I know how frustrating a support call can be, but that doesn't change any of the harms that getting shouty can have. Even if it is entirely their fault, getting angry at them often will just extend the process. For example, in your situation, they could have accidentally called you as they were changing focus because the call system's interface makes that too easy, but they didn't know that they had done it. They were using headphones but had taken them out because they weren't on a call, meaning they couldn't actually hear you. Then they got your remote request, and having just talked to you, they accepted it because they didn't understand. A few hours later, they don't know what you're talking about with this second call idea because the call was ended without them ever looking at it. That is a possibility, and shouting wouldn't help to resolve it.
"A shouting match at work is completely unprofessional, and rarely achieves the desired outcome, as people get their backs up, and simply harden their positions. A quiet word over a coffee, after a meeting to point out the failures is a million times more effective."
Agreed. The guy appears to have some unresolved mental health issues and may see some benefit from counselling and antidepressant medication.
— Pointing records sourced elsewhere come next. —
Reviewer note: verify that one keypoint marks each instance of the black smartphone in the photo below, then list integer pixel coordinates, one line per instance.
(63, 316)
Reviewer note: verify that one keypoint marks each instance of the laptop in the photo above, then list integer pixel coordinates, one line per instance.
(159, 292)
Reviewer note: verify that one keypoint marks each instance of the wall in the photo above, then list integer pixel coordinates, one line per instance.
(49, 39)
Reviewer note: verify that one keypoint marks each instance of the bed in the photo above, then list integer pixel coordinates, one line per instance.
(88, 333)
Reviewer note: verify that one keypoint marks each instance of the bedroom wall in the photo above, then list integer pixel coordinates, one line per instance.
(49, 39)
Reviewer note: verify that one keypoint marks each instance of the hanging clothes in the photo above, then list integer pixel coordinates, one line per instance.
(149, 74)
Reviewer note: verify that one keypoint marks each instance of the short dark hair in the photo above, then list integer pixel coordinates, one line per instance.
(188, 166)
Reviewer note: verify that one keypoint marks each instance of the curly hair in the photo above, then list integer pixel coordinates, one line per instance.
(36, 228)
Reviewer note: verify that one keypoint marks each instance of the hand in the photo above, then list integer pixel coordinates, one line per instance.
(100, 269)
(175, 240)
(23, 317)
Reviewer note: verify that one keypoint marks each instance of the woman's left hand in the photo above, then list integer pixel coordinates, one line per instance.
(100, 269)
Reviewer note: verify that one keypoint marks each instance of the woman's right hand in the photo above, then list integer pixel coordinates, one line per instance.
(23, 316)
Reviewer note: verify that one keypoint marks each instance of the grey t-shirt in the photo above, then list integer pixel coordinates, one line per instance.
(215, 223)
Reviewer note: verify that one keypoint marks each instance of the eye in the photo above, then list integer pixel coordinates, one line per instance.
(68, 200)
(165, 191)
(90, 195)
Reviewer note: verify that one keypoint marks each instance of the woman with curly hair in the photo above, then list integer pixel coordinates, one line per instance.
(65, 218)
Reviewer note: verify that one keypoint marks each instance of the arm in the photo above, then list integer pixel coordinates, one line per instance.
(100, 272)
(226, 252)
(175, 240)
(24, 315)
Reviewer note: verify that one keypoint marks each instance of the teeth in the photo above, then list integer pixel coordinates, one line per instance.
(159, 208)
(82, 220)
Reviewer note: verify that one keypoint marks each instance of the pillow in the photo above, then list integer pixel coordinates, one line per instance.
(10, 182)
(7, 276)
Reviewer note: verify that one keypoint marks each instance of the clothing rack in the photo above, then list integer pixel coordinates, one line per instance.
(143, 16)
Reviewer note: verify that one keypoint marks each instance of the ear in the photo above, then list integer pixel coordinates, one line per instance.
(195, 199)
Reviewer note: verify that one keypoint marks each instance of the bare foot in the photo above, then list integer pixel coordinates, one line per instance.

The sad thing is that many people in the comments seem to view this abusive behaviour as amusing or quirky. It's not.
> have the balls to not hide behind
Huh? All of these weird handles are "things to hide behind"!
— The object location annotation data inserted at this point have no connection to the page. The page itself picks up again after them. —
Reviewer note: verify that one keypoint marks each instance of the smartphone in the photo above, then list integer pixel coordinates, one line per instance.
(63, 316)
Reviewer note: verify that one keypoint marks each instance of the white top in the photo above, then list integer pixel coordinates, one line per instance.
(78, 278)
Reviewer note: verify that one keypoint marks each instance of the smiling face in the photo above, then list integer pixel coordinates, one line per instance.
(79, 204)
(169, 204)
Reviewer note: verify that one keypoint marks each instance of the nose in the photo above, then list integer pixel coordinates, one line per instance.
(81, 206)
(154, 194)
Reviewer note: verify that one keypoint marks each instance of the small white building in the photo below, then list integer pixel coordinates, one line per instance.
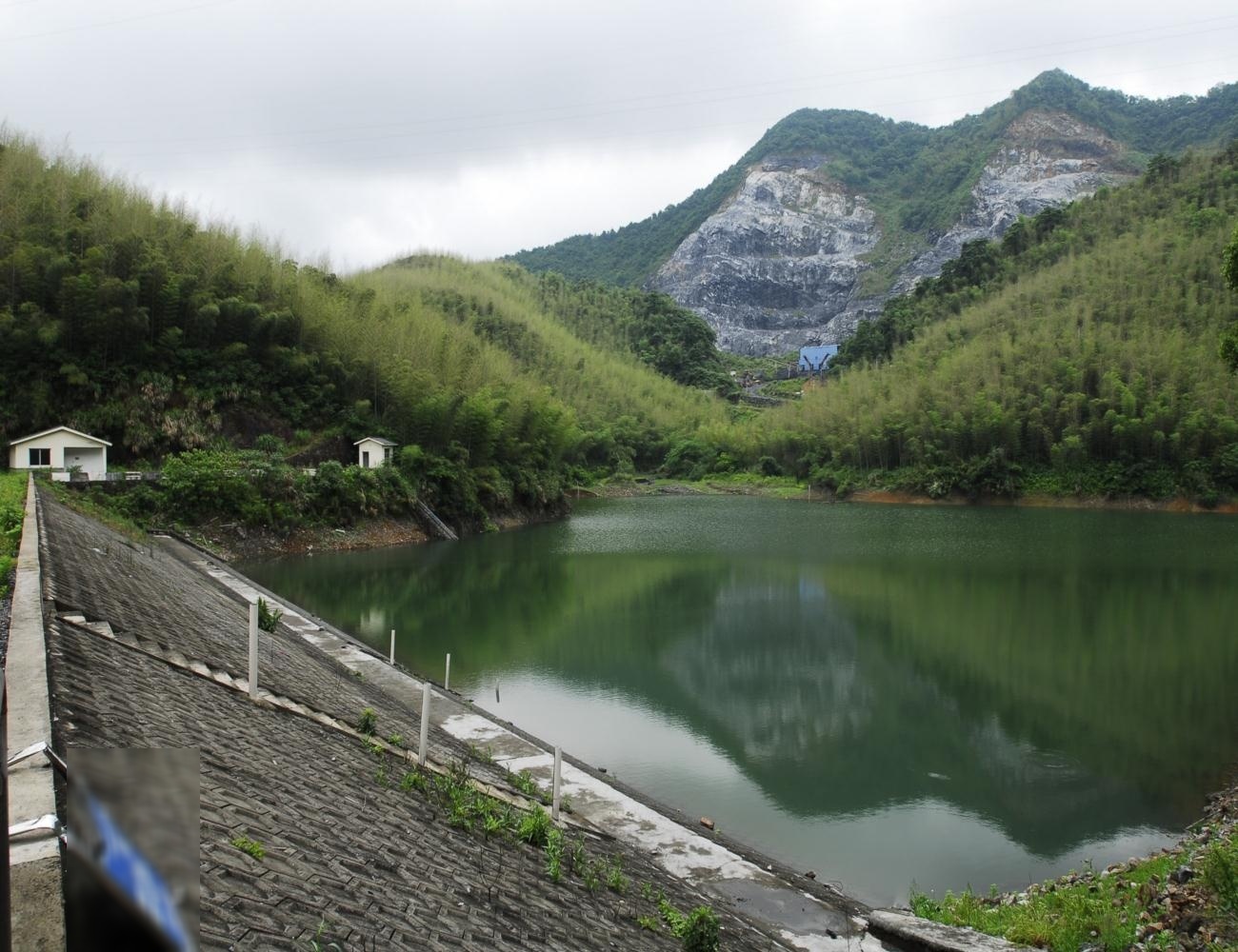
(374, 450)
(61, 448)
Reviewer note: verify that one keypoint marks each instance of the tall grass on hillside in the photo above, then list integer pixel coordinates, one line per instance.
(1107, 353)
(12, 501)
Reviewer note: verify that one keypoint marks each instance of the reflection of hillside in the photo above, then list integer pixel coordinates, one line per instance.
(1022, 675)
(829, 722)
(1128, 675)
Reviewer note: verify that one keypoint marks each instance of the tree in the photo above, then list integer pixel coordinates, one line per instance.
(1229, 268)
(1229, 262)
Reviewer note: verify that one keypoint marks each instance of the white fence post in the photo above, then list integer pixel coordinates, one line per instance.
(252, 650)
(425, 722)
(558, 771)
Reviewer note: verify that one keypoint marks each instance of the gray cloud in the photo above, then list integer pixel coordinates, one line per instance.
(376, 128)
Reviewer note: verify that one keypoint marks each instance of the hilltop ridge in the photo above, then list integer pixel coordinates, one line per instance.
(832, 212)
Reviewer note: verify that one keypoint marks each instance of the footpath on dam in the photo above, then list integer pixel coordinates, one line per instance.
(148, 647)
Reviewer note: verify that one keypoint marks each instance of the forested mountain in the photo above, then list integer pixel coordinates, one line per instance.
(833, 210)
(128, 318)
(1081, 354)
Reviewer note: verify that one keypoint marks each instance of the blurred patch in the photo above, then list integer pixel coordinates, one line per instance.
(131, 865)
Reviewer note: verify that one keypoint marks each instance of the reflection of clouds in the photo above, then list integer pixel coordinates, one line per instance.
(776, 667)
(372, 622)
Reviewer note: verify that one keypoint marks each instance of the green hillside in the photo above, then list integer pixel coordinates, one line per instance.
(917, 178)
(1081, 354)
(127, 317)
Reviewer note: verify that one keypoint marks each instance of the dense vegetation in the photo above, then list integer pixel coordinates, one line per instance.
(12, 498)
(917, 178)
(1085, 345)
(125, 317)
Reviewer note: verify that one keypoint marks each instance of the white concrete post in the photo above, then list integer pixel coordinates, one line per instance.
(425, 722)
(558, 773)
(252, 650)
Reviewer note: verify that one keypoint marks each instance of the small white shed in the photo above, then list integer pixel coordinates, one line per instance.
(374, 450)
(61, 448)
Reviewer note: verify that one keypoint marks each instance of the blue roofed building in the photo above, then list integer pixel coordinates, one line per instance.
(816, 359)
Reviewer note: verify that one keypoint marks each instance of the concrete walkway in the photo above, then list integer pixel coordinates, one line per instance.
(803, 920)
(33, 858)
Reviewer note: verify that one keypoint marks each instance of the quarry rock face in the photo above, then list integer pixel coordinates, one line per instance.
(779, 265)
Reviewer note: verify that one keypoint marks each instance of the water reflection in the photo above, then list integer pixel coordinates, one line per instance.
(850, 687)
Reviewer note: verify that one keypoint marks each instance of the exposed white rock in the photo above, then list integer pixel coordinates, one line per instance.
(778, 260)
(779, 264)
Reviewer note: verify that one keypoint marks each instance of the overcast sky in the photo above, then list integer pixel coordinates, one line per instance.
(369, 129)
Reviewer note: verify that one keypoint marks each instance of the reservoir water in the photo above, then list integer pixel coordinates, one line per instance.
(890, 696)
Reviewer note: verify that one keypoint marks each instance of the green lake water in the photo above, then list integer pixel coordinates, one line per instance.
(886, 695)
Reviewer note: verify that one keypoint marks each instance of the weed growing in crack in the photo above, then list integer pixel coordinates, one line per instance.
(249, 845)
(555, 854)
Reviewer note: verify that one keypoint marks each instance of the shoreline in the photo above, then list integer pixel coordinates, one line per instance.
(234, 543)
(895, 497)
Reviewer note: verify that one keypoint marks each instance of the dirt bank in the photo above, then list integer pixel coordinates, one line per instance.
(780, 489)
(230, 541)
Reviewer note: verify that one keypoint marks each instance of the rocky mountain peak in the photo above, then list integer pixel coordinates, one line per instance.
(779, 264)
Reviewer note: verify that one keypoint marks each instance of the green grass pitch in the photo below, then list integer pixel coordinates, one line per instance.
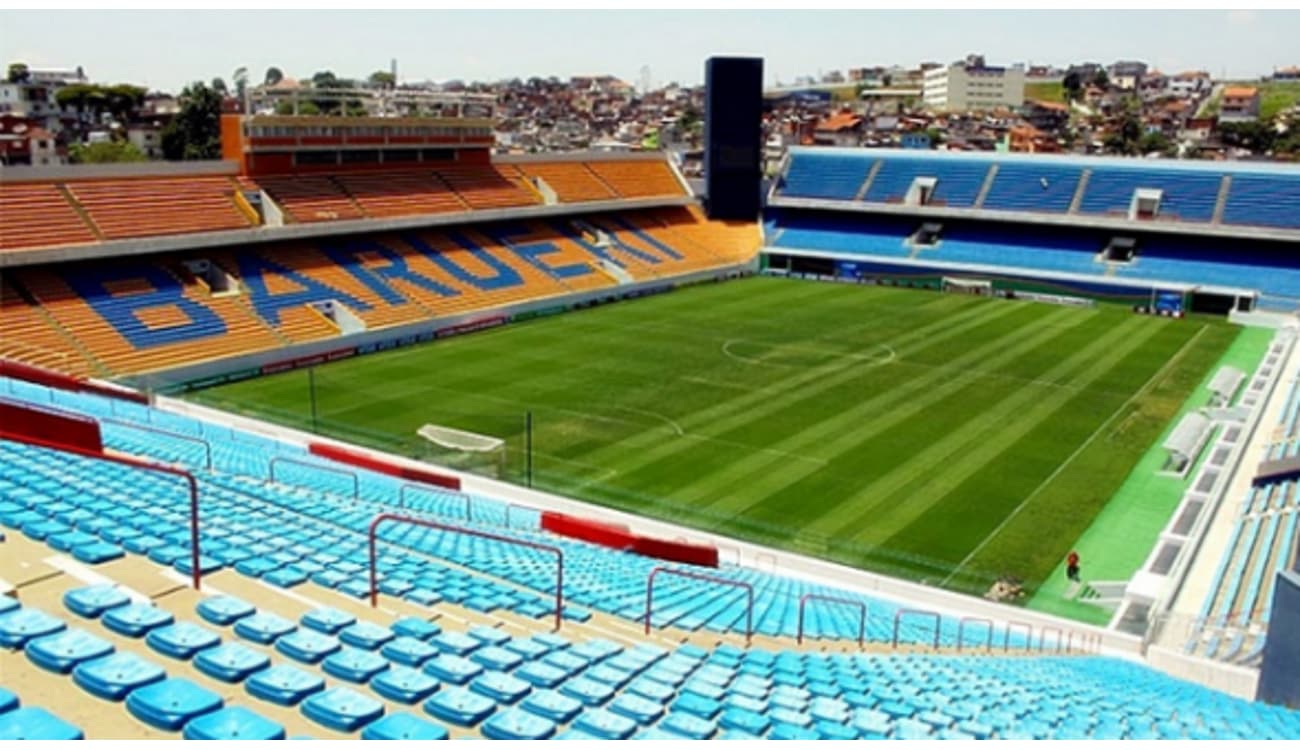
(937, 437)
Unless your parents had you christened "Necro", from the famous Shropshire Hamsters?
(In other words, if all you have as a comeback is "hiding behind AC" then - you've lost)
Ballcocks!
Sometimes a quick 20 second slanging match is needed to clear the air. Then immediately do what they both did, calm down, sit down and talk through what caused things to get so bad, work the problem over and then everyone moves on. That's how frustrated adults often clear things up and form stronger bonds. If you have something to say then just come out and say it, have it out and then we have something to work on. That's how stuff sometimes has to be solved when you mix egos and testerone.
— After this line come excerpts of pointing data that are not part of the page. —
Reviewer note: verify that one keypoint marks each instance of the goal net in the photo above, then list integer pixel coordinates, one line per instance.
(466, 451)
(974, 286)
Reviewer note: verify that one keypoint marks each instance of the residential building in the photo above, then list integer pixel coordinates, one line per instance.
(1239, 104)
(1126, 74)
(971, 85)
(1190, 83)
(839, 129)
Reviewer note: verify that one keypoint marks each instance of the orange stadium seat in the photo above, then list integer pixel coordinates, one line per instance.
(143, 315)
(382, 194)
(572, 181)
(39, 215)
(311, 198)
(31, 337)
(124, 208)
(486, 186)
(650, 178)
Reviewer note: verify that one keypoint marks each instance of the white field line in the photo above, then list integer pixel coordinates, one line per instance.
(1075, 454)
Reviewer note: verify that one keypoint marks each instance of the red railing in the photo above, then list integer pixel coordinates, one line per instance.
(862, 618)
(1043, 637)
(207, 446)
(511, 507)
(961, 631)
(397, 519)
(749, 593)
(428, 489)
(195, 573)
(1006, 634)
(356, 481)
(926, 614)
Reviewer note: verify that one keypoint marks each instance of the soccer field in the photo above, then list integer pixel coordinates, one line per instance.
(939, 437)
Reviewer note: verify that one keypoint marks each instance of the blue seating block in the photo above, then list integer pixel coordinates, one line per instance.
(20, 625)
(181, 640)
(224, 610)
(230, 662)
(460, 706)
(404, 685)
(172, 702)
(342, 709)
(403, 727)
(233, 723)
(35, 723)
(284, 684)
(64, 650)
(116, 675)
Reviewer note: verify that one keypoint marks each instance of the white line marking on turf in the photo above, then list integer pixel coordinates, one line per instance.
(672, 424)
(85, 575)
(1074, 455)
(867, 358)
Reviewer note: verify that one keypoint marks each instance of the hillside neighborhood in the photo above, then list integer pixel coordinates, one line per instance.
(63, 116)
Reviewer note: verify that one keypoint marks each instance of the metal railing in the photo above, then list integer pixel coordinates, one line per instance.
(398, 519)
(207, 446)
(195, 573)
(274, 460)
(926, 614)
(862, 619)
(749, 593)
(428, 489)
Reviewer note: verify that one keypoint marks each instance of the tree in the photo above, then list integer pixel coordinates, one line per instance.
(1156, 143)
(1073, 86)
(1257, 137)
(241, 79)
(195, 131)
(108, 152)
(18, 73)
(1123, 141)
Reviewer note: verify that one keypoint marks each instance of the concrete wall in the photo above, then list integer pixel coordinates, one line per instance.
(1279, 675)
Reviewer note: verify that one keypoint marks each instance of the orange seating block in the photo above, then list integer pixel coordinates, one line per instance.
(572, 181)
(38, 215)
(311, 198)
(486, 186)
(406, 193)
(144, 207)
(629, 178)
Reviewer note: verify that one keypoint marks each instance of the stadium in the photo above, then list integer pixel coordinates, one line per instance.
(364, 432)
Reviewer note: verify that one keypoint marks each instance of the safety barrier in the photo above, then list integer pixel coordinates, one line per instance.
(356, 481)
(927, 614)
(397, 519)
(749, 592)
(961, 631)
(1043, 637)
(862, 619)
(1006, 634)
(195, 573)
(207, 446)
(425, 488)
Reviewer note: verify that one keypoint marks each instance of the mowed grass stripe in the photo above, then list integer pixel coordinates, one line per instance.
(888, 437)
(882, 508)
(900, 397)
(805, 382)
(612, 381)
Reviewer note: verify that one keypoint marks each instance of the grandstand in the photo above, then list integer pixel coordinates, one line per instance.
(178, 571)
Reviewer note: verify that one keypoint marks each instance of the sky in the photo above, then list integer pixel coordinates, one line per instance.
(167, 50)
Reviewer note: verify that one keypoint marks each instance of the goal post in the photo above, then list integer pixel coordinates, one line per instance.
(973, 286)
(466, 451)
"That's how frustrated adults often clear things up"
Yes, and for those of us who prefer to be non-confrontational (I'm there to work to get paid, not be be harassed or assaulted), it's really fucking annoying. My usual response is to simply walk away. One of these times I swear to god I'm going to keep walking and never go back. I'm not somebody's punching bag, I'm not a scapegoat, and keep your fucking testosterone in your pants. That sort of behaviour is utterly unacceptable in the workplace unless, maybe, your line of work is WWF contests.
"If you have something to say then just come out and say it"
This I agree with. The backstabbing gossipy office politics is awful. But - and it's a really big BUT - there are ways of saying what needs said. If you can't think of a way to say it that isn't going to start a conflict, well, then you're probably not the one to be saying anything. People, on the whole (unless they are total dicks), will respond to constructive criticism. Many of us take some measure of pride in what we do (even if it is mindless and boring) because it's our little contribution to the world. If somebody has ideas for improvements, sure, let's hear them. But if that means starting by pointing out all that they think is wrong, well, sorry, bugger off. I'm not okay with a pile of negativity. Be polite, but most of all, be kind.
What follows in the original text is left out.